Airbnb fills a legitimate function—because the hotel business hasn’t. Options for affordable midlength hotel stays in many nice city neighborhoods are absent. So too are longer-term options for single people, who wind up cohabitating in family-size houses and apartments in the absence of smaller, affordable units (a practice that, in turn, deprives families of a place to live in the city). Traditionally, hotels didn’t just provide an off-ramp for people chased out of traditional housing; they also created an entry point. Once, new arrivals could be confident they had a place in a city to lay their head for weeks or months as they looked into more permanent options. Is it any coincidence that Americans are stuck, with residential mobility at its lowest point in decades?

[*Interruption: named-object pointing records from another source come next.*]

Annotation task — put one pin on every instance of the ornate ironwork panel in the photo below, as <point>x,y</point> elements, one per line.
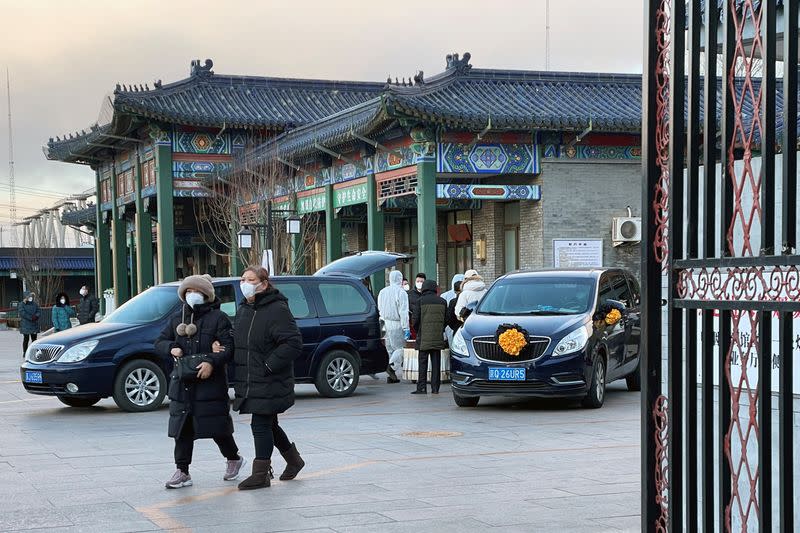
<point>721,278</point>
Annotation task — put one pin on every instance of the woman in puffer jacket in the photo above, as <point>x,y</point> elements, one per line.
<point>267,342</point>
<point>472,290</point>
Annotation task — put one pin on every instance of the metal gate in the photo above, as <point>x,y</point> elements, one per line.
<point>720,276</point>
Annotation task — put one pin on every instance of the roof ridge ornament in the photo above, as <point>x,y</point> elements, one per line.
<point>460,65</point>
<point>202,71</point>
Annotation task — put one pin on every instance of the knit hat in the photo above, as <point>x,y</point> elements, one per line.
<point>198,283</point>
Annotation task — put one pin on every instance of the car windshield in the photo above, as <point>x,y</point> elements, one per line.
<point>538,296</point>
<point>149,306</point>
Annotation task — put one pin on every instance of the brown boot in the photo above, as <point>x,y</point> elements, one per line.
<point>262,473</point>
<point>294,463</point>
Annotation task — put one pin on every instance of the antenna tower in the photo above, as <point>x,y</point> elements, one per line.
<point>11,180</point>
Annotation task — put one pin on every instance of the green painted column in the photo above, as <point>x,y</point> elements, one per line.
<point>236,264</point>
<point>297,252</point>
<point>375,230</point>
<point>144,237</point>
<point>119,247</point>
<point>333,228</point>
<point>133,256</point>
<point>426,215</point>
<point>102,249</point>
<point>166,221</point>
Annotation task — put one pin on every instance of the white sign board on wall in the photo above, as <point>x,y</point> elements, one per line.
<point>575,253</point>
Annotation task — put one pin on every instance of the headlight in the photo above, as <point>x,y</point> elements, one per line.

The hotel management professor Linchi Kwok told me the industry is working hard to catch up with Airbnb, including by actually buying houses—Homes & Villas by Marriott International now rents out 60,000 properties. But hoteliers are also restricted by codified old prejudices about hotels that do not get the same regulatory, financial, or popular treatment as apartment housing. All those rules set up to squash the residential hotel at midcentury are still in force. Hotels are still relegated to downtown, which is expensive, or to suburban commercial strips, where residents have a hard time finding food, fun, services, or community.

Whatever the opposition is to new housing, the opposition to new hotels is greater. You simply could not build a grand hotel today in, say, Edgartown, Massachusetts—even as remote-working summer people continue to rent away Martha’s Vineyard’s scarce housing stock.

This dynamic is not confined to small towns. New York City has all but banned the construction of new hotels, despite the evident pressure on rental apartments exerted by Airbnb listings. Many travelers say they prefer Airbnb, but do they really want to live in someone else’s house? Maybe they just want a kitchen, or a separate bedroom for the kids. Oftentimes what travelers really treasure is a form of legal arbitrage that Airbnb has over traditional hotels: the ability to operate as part of a residential neighborhood.

Airbnb’s opponents seem to think there’s something unsavory about this unstoppable market for transient people with suitcases—the hotel is coming from inside the house! They’re right that Airbnb is a bad development for anyone who needs an apartment long term as well as for neighbors who share a corridor with an ever-changing set of guests. Historically speaking, though, the anomaly isn’t the thin line between permanent and temporary housing. It’s simply the lack of a good neighborhood hotel.

Correction, July 19, 2022: This piece originally mischaracterized Project Roomkey as a program that allowed California to buy hotels for the homeless. Project Roomkey permitted California jurisdictions to rent hotels for the homeless; Project Homekey helped them purchase those hotels.